The complex international operation at Eureka Springs is now controlled by a board chaired by the Rev. Edward Lloyd Salmon, rector of the Church of St. Michael and St. George in St. Louis. Foland originally moved to the historic, nineteenth-century spa in 1960 from Nevada, Missouri, to extend his "ministry of the Word."

The huge, modernized "Red Barn" that houses the offices, mail rooms, computers, files, and mailing lists is located on 1,100 acres of Ozark hilltop, at an average altitude of 1,500 feet above sea level. A new water system, to be fed from a well pumping 250 gallons of water per minute, is lacking only a 28,000 tank to become operational, which many of their neighbors are eager to tap into as well.

An endowment of $1 million, not including the value of the land, enables the Society for Promoting and Encouraging the Arts and Knowledge [of the Church] -- SPEAK -- to carry out the mission implied by its title. The endowment is being increased by bequests. SPEAK's influence reaches every continent through the five divisions of its work. These are known by in-house acronyms: TAD, EBC, TAB, OPA, and TFL.

TAD -- The Anglican Digest -- reaches nearly 250,000 readers worldwide, the biggest circulation in its 30-year history. Formerly a quarterly, it now goes out six times a year. Recently added are the full mailing list of the Diocese of South Carolina, all of the Anglican clergy in Canada, all of the bishops (plus selected clergy) in England, and a large scattering in Australia. Any person wanting to receive the magazine is placed on the mailing list free, although contributions are encouraged.

EBC -- the Episcopal Book Club -- the oldest member of the Hillspeak conglomerate, started in 1953 in the garage of the rectory of All Saints' Church in Nevada, Missouri, and has now grown to a membership of 3,000. Each member pays $30 a year for four book selections.

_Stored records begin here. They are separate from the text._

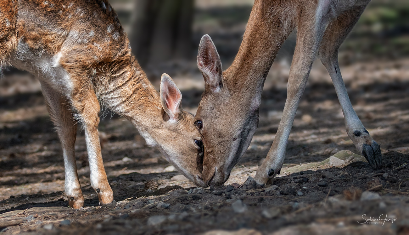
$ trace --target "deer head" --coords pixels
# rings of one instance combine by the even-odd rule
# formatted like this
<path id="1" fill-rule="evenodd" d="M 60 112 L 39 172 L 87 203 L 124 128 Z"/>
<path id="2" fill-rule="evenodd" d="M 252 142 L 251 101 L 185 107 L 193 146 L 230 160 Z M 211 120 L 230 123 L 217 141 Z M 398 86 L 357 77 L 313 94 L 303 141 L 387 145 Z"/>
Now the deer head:
<path id="1" fill-rule="evenodd" d="M 245 83 L 234 82 L 227 77 L 232 75 L 222 72 L 208 35 L 200 41 L 197 64 L 205 82 L 194 123 L 204 137 L 202 179 L 209 185 L 220 185 L 250 145 L 258 123 L 260 97 L 247 90 Z"/>
<path id="2" fill-rule="evenodd" d="M 206 187 L 201 178 L 203 146 L 193 125 L 194 116 L 182 109 L 182 93 L 166 74 L 161 79 L 160 97 L 163 123 L 152 127 L 154 144 L 159 145 L 166 160 L 196 185 Z M 149 143 L 149 137 L 146 138 Z M 192 156 L 196 156 L 196 158 Z"/>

TAB -- The Anglican Bookstore -- is the youngest of the SPEAK family, born in 1987. Its sales have risen sharply from 150 volumes in January 1987 to 3,000 volumes in June 1988. Selection of the religion-related books and videotapes carried by the bookstore is made by Bishop Michael Marshall of England, a total of 93 titles having been offered by listings in TAD. They are sold at an average discount of 35 percent. Madeleine L'Engle leads a list of authors by placing three books in the top ten of sales, but David Barratt, with his evaluation of C. S. Lewis, ranks number one for a single volume.

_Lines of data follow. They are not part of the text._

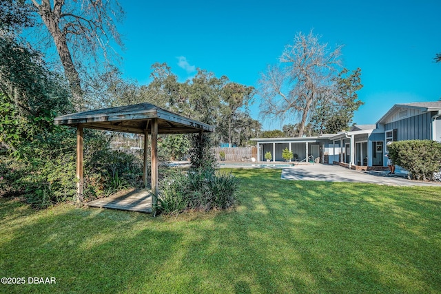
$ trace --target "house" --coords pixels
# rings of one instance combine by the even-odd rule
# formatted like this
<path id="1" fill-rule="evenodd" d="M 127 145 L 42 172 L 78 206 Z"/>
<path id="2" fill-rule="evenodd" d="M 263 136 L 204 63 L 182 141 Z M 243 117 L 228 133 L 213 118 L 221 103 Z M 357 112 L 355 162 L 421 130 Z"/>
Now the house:
<path id="1" fill-rule="evenodd" d="M 375 125 L 355 125 L 348 132 L 317 137 L 252 139 L 258 158 L 270 151 L 273 160 L 283 160 L 288 148 L 298 160 L 320 158 L 324 163 L 338 163 L 362 169 L 387 166 L 387 143 L 403 140 L 441 142 L 441 101 L 396 104 Z M 308 158 L 307 159 L 307 157 Z"/>

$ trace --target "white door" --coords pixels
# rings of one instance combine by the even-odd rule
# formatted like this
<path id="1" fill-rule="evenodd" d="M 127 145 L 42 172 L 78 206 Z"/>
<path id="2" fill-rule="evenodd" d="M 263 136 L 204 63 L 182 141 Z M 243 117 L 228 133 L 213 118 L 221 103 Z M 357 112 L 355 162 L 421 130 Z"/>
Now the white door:
<path id="1" fill-rule="evenodd" d="M 311 155 L 314 157 L 314 159 L 320 157 L 320 151 L 318 145 L 311 145 Z"/>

OPA -- Operation Pass Along -- has been a success since its inception in 1972. It has been nursed by resident manager Walt Swindells, guardian angel of the whole Hillspeak venture, who appeared on the scene in that year, after retiring from the United States Marine Corps. Swindells functions as accountant. engineer, computer expert, construction man, architect, and administrator. The principle of OPA is simple. Books are received free from individual donors, clergy libraries, publishers' overstocks, and bargain purchases. They are sent on request -- free -- to priests (many in Third World countries), seminaries overseas, schools, seamen's missions, prisons, Alaskan Indians, and parish libraries. Of 53,000 volumes received, 44,000 have been passed along. There are now 900 requests in the computer that will be serviced when the volumes are located. Almost-good-as-new Prayer Books and Hymnals are sought from parishes prosperous and/or generous enough to send them. The books find their way to missions where such volumes are rare.

TFL is The Foland Library, soon to be completed. It will offer air-conditioned space for writers and researchers. A guest house will provide shelter for those with long-term writing projects.

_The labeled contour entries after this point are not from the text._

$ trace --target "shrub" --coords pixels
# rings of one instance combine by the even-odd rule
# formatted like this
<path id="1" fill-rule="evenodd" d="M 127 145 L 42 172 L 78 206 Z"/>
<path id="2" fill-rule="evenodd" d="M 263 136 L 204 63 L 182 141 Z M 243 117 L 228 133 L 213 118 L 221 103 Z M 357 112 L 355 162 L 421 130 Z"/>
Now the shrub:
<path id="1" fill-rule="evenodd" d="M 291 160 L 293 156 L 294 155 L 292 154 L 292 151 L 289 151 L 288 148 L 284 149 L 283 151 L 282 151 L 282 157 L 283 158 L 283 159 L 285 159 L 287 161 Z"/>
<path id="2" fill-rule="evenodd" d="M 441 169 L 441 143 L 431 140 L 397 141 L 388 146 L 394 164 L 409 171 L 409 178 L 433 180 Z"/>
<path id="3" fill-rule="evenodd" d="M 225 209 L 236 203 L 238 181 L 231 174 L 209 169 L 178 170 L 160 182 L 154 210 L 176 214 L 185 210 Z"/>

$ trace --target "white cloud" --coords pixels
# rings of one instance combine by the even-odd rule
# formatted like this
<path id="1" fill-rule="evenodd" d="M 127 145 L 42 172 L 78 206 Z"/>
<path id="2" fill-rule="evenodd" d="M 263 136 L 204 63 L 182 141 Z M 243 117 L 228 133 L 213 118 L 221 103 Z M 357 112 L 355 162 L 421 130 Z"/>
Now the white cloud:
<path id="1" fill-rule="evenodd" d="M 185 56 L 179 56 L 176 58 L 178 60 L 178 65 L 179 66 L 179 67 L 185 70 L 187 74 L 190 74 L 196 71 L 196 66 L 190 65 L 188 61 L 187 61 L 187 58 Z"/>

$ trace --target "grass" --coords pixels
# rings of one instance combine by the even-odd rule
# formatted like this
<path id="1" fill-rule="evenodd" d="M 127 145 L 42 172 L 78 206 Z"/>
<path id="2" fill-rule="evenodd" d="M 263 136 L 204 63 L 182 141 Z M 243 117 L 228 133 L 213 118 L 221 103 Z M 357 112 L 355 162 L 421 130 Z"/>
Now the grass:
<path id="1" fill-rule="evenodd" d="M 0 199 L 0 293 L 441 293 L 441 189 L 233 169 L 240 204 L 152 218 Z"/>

No account of SPEAK can be concluded without mentioning its relationship to the new Anglican Institute, headed by the Rt. Rev. Michael Marshall. This charismatic preacher has provided a new dimension in the spreading of the Word, from the pulpit and on the air by videotapes and sound cassettes. The honorary suffragan of London was originally lured to St. Louis by SPEAK's board chairman, Fr. Salmon. SPEAK participates in underwriting the Anglican Institute, a ministry unique in the Episcopal Church. Bishop Marshall's live speaking and preaching engagements are scheduled as much as two years in advance.

"We sense we are on the cutting edge of Gospel communication," Salmon has said. "By adding electronic media to those of printing and preaching, and by extending all of them to the worldwide Anglican Communion, we are amplifying the volume and the meaning of Christ's message."